Su questi aspetti la Redazione di EcoWebTown ha intrapreso dallo scorso numero (EWT 10-11/2015) un approfondimento sulle esperienze sperimentali di ricerca applicata e progettuale in corso nelle scuole di architettura italiane e, in particolare, nell’ambito delle discipline tecnologiche del progetto che, storicamente, hanno posto al centro dei loro studi la centralità della costruzione di rapporti spaziali e qualitativi della città (ma non solo) non tecno-centrici, ma più maturi e responsabili nei confronti delle variabili ambientali, ecologiche, sociali, produttive e culturali.
L’iniziativa è partita da un’osservazione: dai contributi provenienti dai vari gruppi di ricerca tecnologici che operano sui temi della sostenibilità urbana nei vari atenei italiani, si delineava gradualmente un quadro di connessioni, interferenze, convergenze e anche contrapposizioni, talmente articolato che chiedeva, anzi necessitava, di essere raccontano in modo più approfondito e ricostruito nelle sue molteplici declinazioni.
Con questo numero, l’iniziativa intrapresa nel 2015 arriva a un’importante prima verifica, con un numero di esperienze che già permette di tracciare alcune direttrici, certamente non esaustive, di una mappa in fieri della ricerca tecnologica in corso nelle università italiane sul rapporto tra sostenibilità e innovazione tecnologica nel progetto dell’ambiente urbano. Questo secondo contributo che continua quello di apertura presentato nello scorso numero, intende sottolineare alcuni aspetti importanti emergenti dall’avanzamento dell’indagine.
Le riflessioni proposte sulle complesse relazioni che, attraverso il progetto, si instaurano tra sostenibilità e innovazione dell’ambiente urbano, nonostante abbiano assunto una prevedibile diversificazione – non solo per sedi ma anche per singoli raggruppamenti – permettono comunque di far emergere una “posizione tecnologica” comune e riconoscibile.
Sono infatti riscontrabili in tutti i contributi almeno due specificità metodologiche ricorrenti.
La prima fa riferimento a una differente modalità di lettura del sistema urbano e di proiezione delle sue potenzialità di evoluzione.

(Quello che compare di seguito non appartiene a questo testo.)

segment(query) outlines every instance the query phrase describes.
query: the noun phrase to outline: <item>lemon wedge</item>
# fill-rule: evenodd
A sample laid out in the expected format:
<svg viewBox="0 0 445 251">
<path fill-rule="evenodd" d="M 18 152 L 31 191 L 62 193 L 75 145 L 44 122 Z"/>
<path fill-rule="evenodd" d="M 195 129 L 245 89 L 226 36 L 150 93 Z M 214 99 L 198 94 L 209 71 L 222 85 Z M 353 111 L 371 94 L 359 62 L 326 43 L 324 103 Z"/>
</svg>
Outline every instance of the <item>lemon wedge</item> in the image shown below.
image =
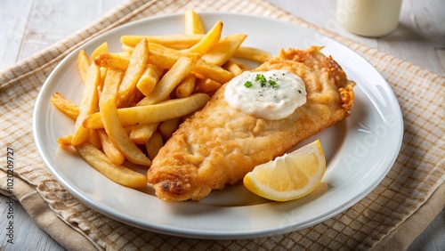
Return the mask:
<svg viewBox="0 0 445 251">
<path fill-rule="evenodd" d="M 256 166 L 244 177 L 247 190 L 265 198 L 287 201 L 314 190 L 326 170 L 320 140 Z"/>
</svg>

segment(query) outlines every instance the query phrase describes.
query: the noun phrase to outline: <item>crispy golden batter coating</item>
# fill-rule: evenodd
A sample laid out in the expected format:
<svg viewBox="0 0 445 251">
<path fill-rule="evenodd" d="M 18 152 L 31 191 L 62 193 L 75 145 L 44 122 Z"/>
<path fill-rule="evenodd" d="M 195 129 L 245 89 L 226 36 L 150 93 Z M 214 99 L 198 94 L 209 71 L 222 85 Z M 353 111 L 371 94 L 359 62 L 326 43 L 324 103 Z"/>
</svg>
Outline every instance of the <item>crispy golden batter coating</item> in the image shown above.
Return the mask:
<svg viewBox="0 0 445 251">
<path fill-rule="evenodd" d="M 306 104 L 284 119 L 265 120 L 231 108 L 222 85 L 153 160 L 147 174 L 157 196 L 166 201 L 198 201 L 349 116 L 354 83 L 320 49 L 282 50 L 255 69 L 287 69 L 304 81 Z"/>
</svg>

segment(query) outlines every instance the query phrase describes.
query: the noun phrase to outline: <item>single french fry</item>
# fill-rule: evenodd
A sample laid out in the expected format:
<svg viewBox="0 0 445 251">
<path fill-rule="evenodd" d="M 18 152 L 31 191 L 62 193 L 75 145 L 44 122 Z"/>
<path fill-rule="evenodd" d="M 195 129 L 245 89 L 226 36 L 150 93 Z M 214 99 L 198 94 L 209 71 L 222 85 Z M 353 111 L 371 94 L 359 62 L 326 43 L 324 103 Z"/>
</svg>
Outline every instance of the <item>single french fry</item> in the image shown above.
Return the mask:
<svg viewBox="0 0 445 251">
<path fill-rule="evenodd" d="M 158 44 L 169 48 L 182 50 L 191 47 L 199 42 L 204 34 L 169 34 L 161 36 L 122 36 L 120 42 L 128 46 L 136 46 L 143 38 L 150 43 Z"/>
<path fill-rule="evenodd" d="M 149 51 L 150 53 L 152 53 L 153 52 L 157 52 L 164 55 L 170 55 L 176 59 L 179 59 L 182 56 L 187 56 L 189 58 L 198 60 L 201 57 L 201 54 L 198 53 L 172 49 L 155 43 L 149 43 Z"/>
<path fill-rule="evenodd" d="M 121 59 L 125 59 L 128 61 L 130 61 L 130 58 L 132 57 L 133 51 L 134 50 L 134 47 L 132 47 L 133 50 L 131 52 L 129 51 L 124 51 L 124 52 L 119 52 L 119 53 L 112 53 L 112 55 L 117 56 Z"/>
<path fill-rule="evenodd" d="M 234 77 L 231 72 L 217 65 L 209 64 L 202 59 L 198 59 L 197 61 L 192 72 L 201 75 L 204 77 L 211 78 L 219 83 L 229 82 Z"/>
<path fill-rule="evenodd" d="M 233 60 L 228 60 L 222 66 L 222 69 L 229 70 L 234 76 L 239 76 L 243 73 L 243 69 Z"/>
<path fill-rule="evenodd" d="M 150 51 L 148 61 L 162 69 L 171 69 L 179 58 L 179 55 L 165 54 L 157 51 Z M 220 66 L 207 63 L 202 59 L 197 59 L 196 61 L 195 68 L 193 68 L 191 72 L 201 75 L 203 77 L 212 78 L 220 83 L 226 83 L 234 77 L 231 72 Z"/>
<path fill-rule="evenodd" d="M 174 131 L 178 129 L 182 119 L 182 117 L 174 117 L 166 120 L 159 125 L 158 130 L 165 141 L 170 139 L 170 137 L 173 135 L 173 133 L 174 133 Z"/>
<path fill-rule="evenodd" d="M 136 144 L 145 144 L 150 140 L 153 133 L 156 132 L 158 126 L 159 126 L 159 123 L 134 126 L 132 132 L 130 133 L 130 139 Z"/>
<path fill-rule="evenodd" d="M 59 144 L 61 149 L 68 149 L 71 146 L 71 140 L 73 138 L 73 135 L 66 135 L 66 136 L 61 136 L 59 139 L 57 139 L 57 143 Z"/>
<path fill-rule="evenodd" d="M 97 130 L 90 130 L 88 142 L 97 149 L 101 149 L 102 147 L 102 144 L 101 143 L 101 139 L 99 139 L 99 134 L 97 133 Z"/>
<path fill-rule="evenodd" d="M 195 81 L 196 77 L 193 74 L 189 74 L 176 87 L 176 97 L 178 99 L 186 98 L 193 93 L 195 90 Z"/>
<path fill-rule="evenodd" d="M 128 60 L 109 53 L 100 53 L 94 58 L 94 62 L 101 67 L 112 68 L 120 70 L 126 70 L 128 64 L 130 63 Z"/>
<path fill-rule="evenodd" d="M 117 109 L 118 121 L 124 127 L 162 122 L 192 113 L 202 108 L 209 100 L 210 97 L 206 93 L 195 93 L 187 98 L 166 101 L 158 104 L 121 108 Z M 89 129 L 103 128 L 101 113 L 92 114 L 84 120 L 83 125 Z"/>
<path fill-rule="evenodd" d="M 233 73 L 234 76 L 238 76 L 241 74 L 243 71 L 252 70 L 250 67 L 233 59 L 227 61 L 227 62 L 222 66 L 222 68 Z"/>
<path fill-rule="evenodd" d="M 204 27 L 202 25 L 201 18 L 193 11 L 189 9 L 184 13 L 185 20 L 185 34 L 204 34 Z"/>
<path fill-rule="evenodd" d="M 154 132 L 147 143 L 145 143 L 150 159 L 153 160 L 163 146 L 164 140 L 162 139 L 161 134 L 158 131 Z"/>
<path fill-rule="evenodd" d="M 108 52 L 108 48 L 109 48 L 109 45 L 107 44 L 107 42 L 105 43 L 102 43 L 101 45 L 97 46 L 94 51 L 93 51 L 93 53 L 91 53 L 91 57 L 90 57 L 90 63 L 93 63 L 93 61 L 94 61 L 94 59 L 101 53 L 107 53 Z"/>
<path fill-rule="evenodd" d="M 121 83 L 122 71 L 109 69 L 107 71 L 102 94 L 99 101 L 100 117 L 103 122 L 105 132 L 115 146 L 124 154 L 126 159 L 134 164 L 150 166 L 151 161 L 130 140 L 125 129 L 117 117 L 117 89 Z"/>
<path fill-rule="evenodd" d="M 247 46 L 239 46 L 233 54 L 234 57 L 250 60 L 263 63 L 272 58 L 272 55 L 265 51 Z"/>
<path fill-rule="evenodd" d="M 143 38 L 134 48 L 132 57 L 130 58 L 128 68 L 120 83 L 117 91 L 118 107 L 127 106 L 134 101 L 136 84 L 141 75 L 142 75 L 148 58 L 149 45 L 147 44 L 147 39 Z"/>
<path fill-rule="evenodd" d="M 107 76 L 107 70 L 108 69 L 109 69 L 106 68 L 106 67 L 101 67 L 100 68 L 100 70 L 101 70 L 101 79 L 99 80 L 99 85 L 97 85 L 97 93 L 98 93 L 99 97 L 101 96 L 101 93 L 102 92 L 103 82 L 105 81 L 105 76 Z"/>
<path fill-rule="evenodd" d="M 70 101 L 65 99 L 62 94 L 55 93 L 51 97 L 51 102 L 60 111 L 76 120 L 79 115 L 79 107 L 71 102 Z"/>
<path fill-rule="evenodd" d="M 97 110 L 97 86 L 101 79 L 99 66 L 92 63 L 88 68 L 85 77 L 82 101 L 79 105 L 79 114 L 74 125 L 73 138 L 71 140 L 73 146 L 80 144 L 88 139 L 89 131 L 82 126 L 82 123 L 86 117 Z"/>
<path fill-rule="evenodd" d="M 232 34 L 221 38 L 201 58 L 208 63 L 222 66 L 233 56 L 247 36 L 246 34 Z"/>
<path fill-rule="evenodd" d="M 210 30 L 202 37 L 199 42 L 186 49 L 186 52 L 198 53 L 201 54 L 206 53 L 210 48 L 212 48 L 221 38 L 221 33 L 222 31 L 222 22 L 218 20 Z"/>
<path fill-rule="evenodd" d="M 145 104 L 155 104 L 168 98 L 170 93 L 185 78 L 195 67 L 196 61 L 189 57 L 181 57 L 162 77 L 155 89 L 142 101 Z"/>
<path fill-rule="evenodd" d="M 88 164 L 109 180 L 130 188 L 147 185 L 147 175 L 116 165 L 93 144 L 85 142 L 76 146 L 76 150 Z"/>
<path fill-rule="evenodd" d="M 133 51 L 134 51 L 134 46 L 126 45 L 125 44 L 122 44 L 121 48 L 124 53 L 127 53 L 130 55 L 133 53 Z"/>
<path fill-rule="evenodd" d="M 125 160 L 125 157 L 120 150 L 116 148 L 111 140 L 109 140 L 109 135 L 103 129 L 97 130 L 99 139 L 101 140 L 101 144 L 102 146 L 103 153 L 116 165 L 122 165 Z"/>
<path fill-rule="evenodd" d="M 88 58 L 88 55 L 84 50 L 81 50 L 77 55 L 77 70 L 82 79 L 82 83 L 84 84 L 86 81 L 86 71 L 88 70 L 88 67 L 90 67 L 90 58 Z"/>
<path fill-rule="evenodd" d="M 216 90 L 221 87 L 221 85 L 222 85 L 221 83 L 218 83 L 210 78 L 201 79 L 198 83 L 195 91 L 197 93 L 203 93 L 213 95 L 214 92 L 216 92 Z"/>
<path fill-rule="evenodd" d="M 138 83 L 136 84 L 136 87 L 145 96 L 150 95 L 150 93 L 151 93 L 151 92 L 155 89 L 156 84 L 159 81 L 162 73 L 162 68 L 148 63 L 145 66 L 145 69 L 139 78 Z"/>
</svg>

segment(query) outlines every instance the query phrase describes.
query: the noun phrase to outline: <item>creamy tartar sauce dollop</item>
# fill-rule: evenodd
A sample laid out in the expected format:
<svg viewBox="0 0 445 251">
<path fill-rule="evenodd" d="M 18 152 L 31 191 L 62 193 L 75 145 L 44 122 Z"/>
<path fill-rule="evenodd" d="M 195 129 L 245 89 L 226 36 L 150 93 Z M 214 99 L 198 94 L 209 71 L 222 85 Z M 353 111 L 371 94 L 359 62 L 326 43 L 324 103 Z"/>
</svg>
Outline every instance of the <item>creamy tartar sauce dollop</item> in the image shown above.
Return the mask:
<svg viewBox="0 0 445 251">
<path fill-rule="evenodd" d="M 227 84 L 224 99 L 247 114 L 276 120 L 306 103 L 306 88 L 303 79 L 288 70 L 245 71 Z"/>
</svg>

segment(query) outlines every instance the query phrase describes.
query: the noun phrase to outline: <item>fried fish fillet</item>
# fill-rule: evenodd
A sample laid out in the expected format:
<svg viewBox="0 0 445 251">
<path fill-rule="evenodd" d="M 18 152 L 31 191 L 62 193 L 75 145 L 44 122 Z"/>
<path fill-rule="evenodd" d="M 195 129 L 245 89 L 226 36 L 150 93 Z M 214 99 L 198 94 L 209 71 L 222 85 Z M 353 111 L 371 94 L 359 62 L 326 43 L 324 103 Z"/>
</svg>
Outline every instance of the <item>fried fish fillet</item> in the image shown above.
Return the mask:
<svg viewBox="0 0 445 251">
<path fill-rule="evenodd" d="M 265 120 L 231 107 L 222 85 L 153 159 L 147 175 L 156 195 L 165 201 L 198 201 L 349 116 L 354 83 L 320 49 L 281 50 L 255 69 L 287 69 L 305 83 L 306 103 L 286 118 Z"/>
</svg>

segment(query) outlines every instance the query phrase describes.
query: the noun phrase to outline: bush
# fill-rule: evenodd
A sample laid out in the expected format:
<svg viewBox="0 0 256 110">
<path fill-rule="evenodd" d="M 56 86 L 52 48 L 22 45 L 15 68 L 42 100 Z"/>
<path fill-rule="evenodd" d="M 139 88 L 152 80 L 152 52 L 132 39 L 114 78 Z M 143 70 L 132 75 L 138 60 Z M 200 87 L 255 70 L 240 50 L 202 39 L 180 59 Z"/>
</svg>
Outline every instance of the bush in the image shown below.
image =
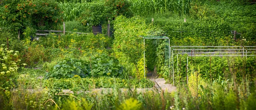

Il rilevamento delle esigenze degli abitanti e l’analisi delle problematiche insediative e trasformative del sistema urbano tendono a restituire non un quadro fisico dello stato di partenza della città e dei suoi spazi, entro cui prevedere specifiche modificazioni orientate nella direzione della sostenibilità, ma un sistema di relazioni tecnologico-ambientali misurabili nelle loro evoluzioni nel tempo. A tale posizione analitico-interpretativa che guarda la città come sistema organico in divenire, non conseguono risposte tecniche puntuali (nel caso di ricerche di base o applicate) e neanche singole proposte di modificazione (nel caso delle esperienze di ricerca progettuale).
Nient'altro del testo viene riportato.